Supernatural’s third episode of the new season chose to only briefly mention the mythology and the search for Kevin and the tablet. Once it was established that the Winchesters have been unsuccessful in locating the missing prophet, Dean decided to focus his attention elsewhere. Namely, a new case.
This was a perfectly fine episode of Supernatural, albeit pretty “filler”. With so much discussion lately about the mythology – including the tablets and the flashbacks – it seemed strange to see the brothers investigate a normal, run-of-the-mill case. It wasn’t the finest stand-alone episode we’ve ever seen and it wasn’t the worst. It was, for all intents and purposes, normal. But what I found most interesting was the subtle glances into Sam’s psyche, which we’ll get to shortly.
The episode of the week focused on the death of a quarterback whose organs were transplanted into several people. After some mysterious deaths were linked back to the sports star, the Winchesters learned that he had actually been a thousand year old Mayan athlete who made a deal with a pagan god to prolong his life. He later fell in love and killed himself when he realized he could not live without the woman he loved (who was getting older). But his organs led the transplantees to continue the sacrifices to the pagan god. At least until the Winchesters killed the woman who had been given his heart, ending the whole sordid mess. See? Perfectly normal and a bit of a throwaway case.
The Renewed Desire for Normalcy
But there were two scenes that I thought really explained what Sam is trying to do with his life. The first was when Dean confronted him about an email from a university about the admissions process. The second was a flashback to the one birthday he spent with Amelia where she surprised him with a birthday cake. Confused, Sam didn’t understand what was happeneding. “You’ve never seen a birthday cake before?” Amelia asked with a laugh. She was joking with that question, but we know that it’s likely Sam has never had a birthday like the one he spent with her.
University and birthday cake, in many respects, represents Sam’s lost childhood. We’ve heard the Winchesters lament many times about their less-than-stellar childhoods. We’ve seen Christmases where their father didn’t even bother to come home, forcing Dean to pick up a pathetic Christmas tree and steal presents just so Sammy could have a Christmas. We’ve seen the boys lack stability and a real home. For a long while, Sam rebelled against his father because he wanted something more than what he was given. He wanted a life free of his father’s quest and influence. For a few years, he had that at Stanford. Until Dean showed up on his doorstep, Jessica got pinned to a ceiling, and Azazel put his master plan into motion.
For a while there, Sam continued to rebel against the hunting life, believing that he could simply kill the YED and then go back to a normal life. We call that season 1. But then something changed. Without Jessica to ground him, he started to let go of that dream. Think back to the season 4 episode “Wishful Thinking” when Dean asked Sam if he would wish for a normal life again and Sam told Dean he would prefer to have Lilith’s head on a platter. For a very long time, I think Sam repressed his desire for a normal life simply because he couldn’t see a light at the end of the tunnel any longer. He was too caught up in Lucifer’s schemes and demon deals and his brother going to Hell. Maybe it was always there at the back of his mind, but the wish was fairly dormant.

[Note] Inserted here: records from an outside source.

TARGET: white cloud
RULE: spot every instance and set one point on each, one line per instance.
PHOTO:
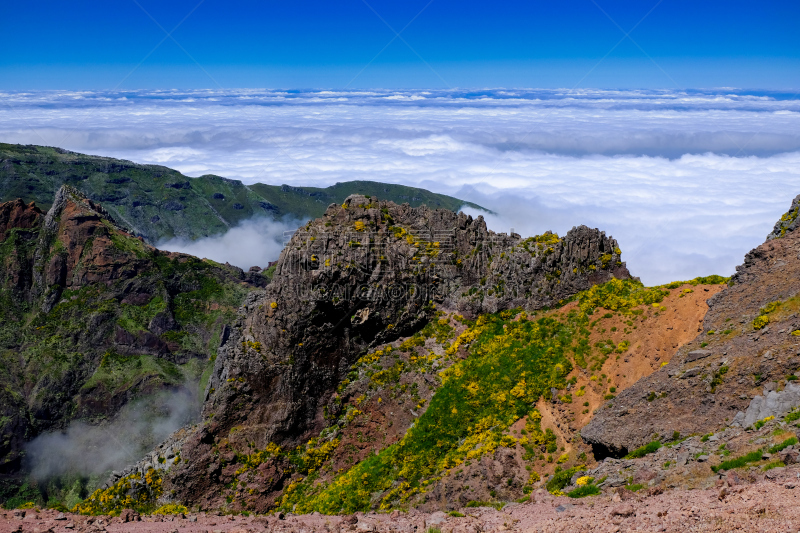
(686, 181)
(255, 242)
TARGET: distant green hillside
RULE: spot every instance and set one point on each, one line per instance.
(158, 203)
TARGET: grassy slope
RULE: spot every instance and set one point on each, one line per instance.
(157, 202)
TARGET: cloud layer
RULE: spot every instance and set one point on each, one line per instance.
(686, 181)
(87, 450)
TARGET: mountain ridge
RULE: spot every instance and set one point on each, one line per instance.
(159, 203)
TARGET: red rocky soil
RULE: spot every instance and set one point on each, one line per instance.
(769, 505)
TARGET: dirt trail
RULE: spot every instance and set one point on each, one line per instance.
(769, 505)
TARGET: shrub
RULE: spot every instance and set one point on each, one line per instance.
(752, 457)
(759, 424)
(561, 479)
(171, 508)
(785, 444)
(773, 464)
(791, 417)
(644, 450)
(586, 490)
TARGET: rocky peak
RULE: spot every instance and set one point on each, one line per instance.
(788, 222)
(17, 214)
(365, 273)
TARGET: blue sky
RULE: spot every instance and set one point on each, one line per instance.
(442, 43)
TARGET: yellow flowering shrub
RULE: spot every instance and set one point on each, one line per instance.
(171, 508)
(131, 492)
(510, 364)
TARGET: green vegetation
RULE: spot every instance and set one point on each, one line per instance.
(773, 464)
(514, 359)
(763, 317)
(760, 423)
(644, 450)
(702, 280)
(793, 416)
(787, 219)
(791, 441)
(589, 489)
(163, 203)
(739, 462)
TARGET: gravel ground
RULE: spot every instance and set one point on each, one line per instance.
(768, 505)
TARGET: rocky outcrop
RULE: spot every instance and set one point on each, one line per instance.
(93, 318)
(772, 404)
(747, 341)
(18, 215)
(788, 222)
(366, 273)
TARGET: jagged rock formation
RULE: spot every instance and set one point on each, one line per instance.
(748, 341)
(159, 203)
(92, 317)
(366, 273)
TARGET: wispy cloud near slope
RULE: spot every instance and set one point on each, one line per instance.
(686, 181)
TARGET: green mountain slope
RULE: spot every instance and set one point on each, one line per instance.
(158, 203)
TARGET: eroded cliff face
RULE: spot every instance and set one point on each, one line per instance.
(366, 273)
(746, 348)
(92, 318)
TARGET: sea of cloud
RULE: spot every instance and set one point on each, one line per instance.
(687, 181)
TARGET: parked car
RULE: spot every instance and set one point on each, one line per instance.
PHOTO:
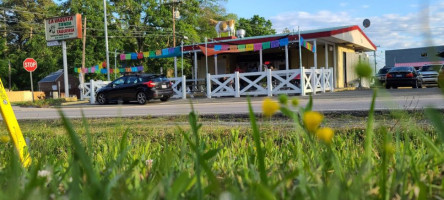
(403, 76)
(140, 88)
(379, 77)
(429, 74)
(441, 78)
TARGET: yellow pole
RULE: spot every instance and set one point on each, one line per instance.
(13, 127)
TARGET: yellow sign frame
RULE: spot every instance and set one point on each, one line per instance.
(13, 127)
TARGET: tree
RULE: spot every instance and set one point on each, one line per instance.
(286, 30)
(256, 26)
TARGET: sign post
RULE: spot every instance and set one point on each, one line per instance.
(63, 28)
(30, 65)
(13, 127)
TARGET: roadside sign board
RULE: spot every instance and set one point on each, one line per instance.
(53, 43)
(63, 28)
(13, 127)
(30, 64)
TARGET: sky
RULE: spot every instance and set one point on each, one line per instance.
(395, 24)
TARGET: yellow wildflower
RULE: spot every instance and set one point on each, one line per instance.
(389, 148)
(269, 107)
(325, 134)
(283, 99)
(312, 120)
(5, 138)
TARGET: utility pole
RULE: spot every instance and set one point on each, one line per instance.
(82, 75)
(106, 40)
(9, 73)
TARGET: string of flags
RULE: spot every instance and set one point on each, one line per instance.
(162, 53)
(308, 45)
(101, 69)
(217, 49)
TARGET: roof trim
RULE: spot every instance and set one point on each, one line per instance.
(310, 34)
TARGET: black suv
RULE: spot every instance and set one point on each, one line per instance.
(140, 88)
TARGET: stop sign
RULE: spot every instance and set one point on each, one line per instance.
(30, 64)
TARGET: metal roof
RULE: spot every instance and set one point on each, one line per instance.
(52, 77)
(325, 33)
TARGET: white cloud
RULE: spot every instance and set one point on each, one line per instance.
(389, 31)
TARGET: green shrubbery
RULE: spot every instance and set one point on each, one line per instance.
(41, 103)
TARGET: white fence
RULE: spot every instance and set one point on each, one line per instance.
(267, 83)
(89, 90)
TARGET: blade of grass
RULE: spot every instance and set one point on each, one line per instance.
(257, 141)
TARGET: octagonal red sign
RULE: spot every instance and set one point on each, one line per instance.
(30, 64)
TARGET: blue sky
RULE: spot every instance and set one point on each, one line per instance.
(395, 24)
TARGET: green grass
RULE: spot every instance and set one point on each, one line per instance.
(40, 103)
(202, 158)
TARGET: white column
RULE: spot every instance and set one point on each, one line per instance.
(175, 67)
(195, 68)
(332, 88)
(215, 64)
(302, 81)
(184, 87)
(335, 66)
(313, 80)
(326, 55)
(269, 83)
(92, 93)
(315, 55)
(322, 80)
(236, 84)
(260, 60)
(65, 70)
(286, 58)
(209, 86)
(106, 41)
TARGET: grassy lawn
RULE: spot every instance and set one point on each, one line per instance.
(175, 158)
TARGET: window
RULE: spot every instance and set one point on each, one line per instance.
(131, 80)
(119, 81)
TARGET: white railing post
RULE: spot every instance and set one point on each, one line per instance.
(269, 83)
(236, 84)
(332, 87)
(184, 85)
(82, 90)
(209, 86)
(313, 80)
(302, 81)
(323, 79)
(92, 93)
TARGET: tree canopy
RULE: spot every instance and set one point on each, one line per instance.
(133, 26)
(256, 26)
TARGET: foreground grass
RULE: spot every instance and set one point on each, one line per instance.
(166, 158)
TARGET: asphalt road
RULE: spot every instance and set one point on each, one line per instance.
(345, 101)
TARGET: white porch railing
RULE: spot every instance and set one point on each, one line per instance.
(89, 90)
(270, 83)
(178, 85)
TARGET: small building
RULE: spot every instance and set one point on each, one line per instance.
(340, 48)
(415, 57)
(53, 85)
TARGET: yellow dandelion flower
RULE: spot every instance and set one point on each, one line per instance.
(389, 148)
(269, 107)
(283, 99)
(5, 138)
(312, 120)
(325, 134)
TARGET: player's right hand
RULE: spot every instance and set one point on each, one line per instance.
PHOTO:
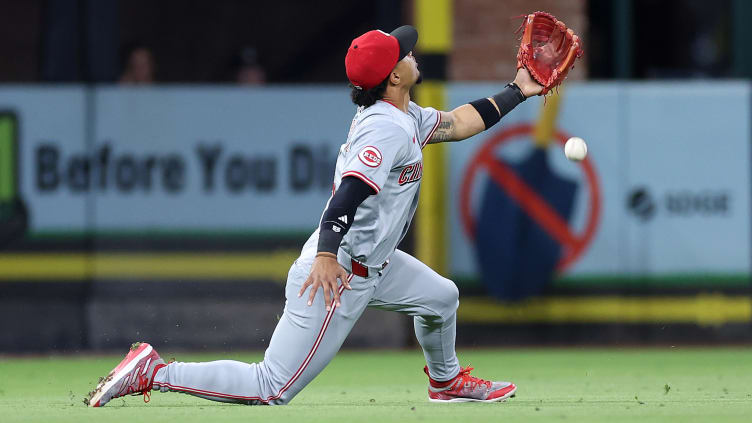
(324, 273)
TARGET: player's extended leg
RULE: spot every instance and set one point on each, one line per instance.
(304, 342)
(409, 286)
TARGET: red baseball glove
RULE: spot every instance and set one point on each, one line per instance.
(548, 49)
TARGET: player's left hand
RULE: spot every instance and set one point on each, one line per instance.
(324, 274)
(527, 84)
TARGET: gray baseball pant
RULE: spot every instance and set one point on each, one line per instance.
(307, 337)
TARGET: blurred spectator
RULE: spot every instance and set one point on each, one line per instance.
(138, 65)
(246, 69)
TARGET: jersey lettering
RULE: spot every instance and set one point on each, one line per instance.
(370, 156)
(411, 173)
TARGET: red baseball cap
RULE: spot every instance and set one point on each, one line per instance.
(374, 54)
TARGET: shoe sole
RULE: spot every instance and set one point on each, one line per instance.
(112, 379)
(499, 399)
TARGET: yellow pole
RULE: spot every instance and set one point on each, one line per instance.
(433, 20)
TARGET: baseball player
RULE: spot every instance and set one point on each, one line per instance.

Until now, when Amelia offers him a chance at a new life. Imagine how that must feel to someone who not only didn’t get to really experience it the first time around, but had also suffered through so much loss and grief. And, maybe, without Dean around to keep him in the hunting lifestyle, Sam saw a way out. Don’t get me wrong, I’m not – in any way – insinuating that Dean forced Sam into hunting for all of these years, but can we entertain the possibility that Sam may have done it not only for his own reasons, but also to be close to his brother? To help Dean as well as save people. Now, Dean is reconnecting with his old life. Dean has always found happiness and purpose in hunting, despite the loss it brings. He reaffirmed that in this week’s episode when he said that he understood what it was like to be a warrior. Dean will never understand what it feels like to have a normal life, but he’s OK with that. Dean doesn’t really want a normal life, he wants the idea of a normal life more than he can accept the reality of it. And while he sometimes hung on to the idea of it long after Sam gave up on the possibility, I think he knows that it will never truly make him happy or give him purpose.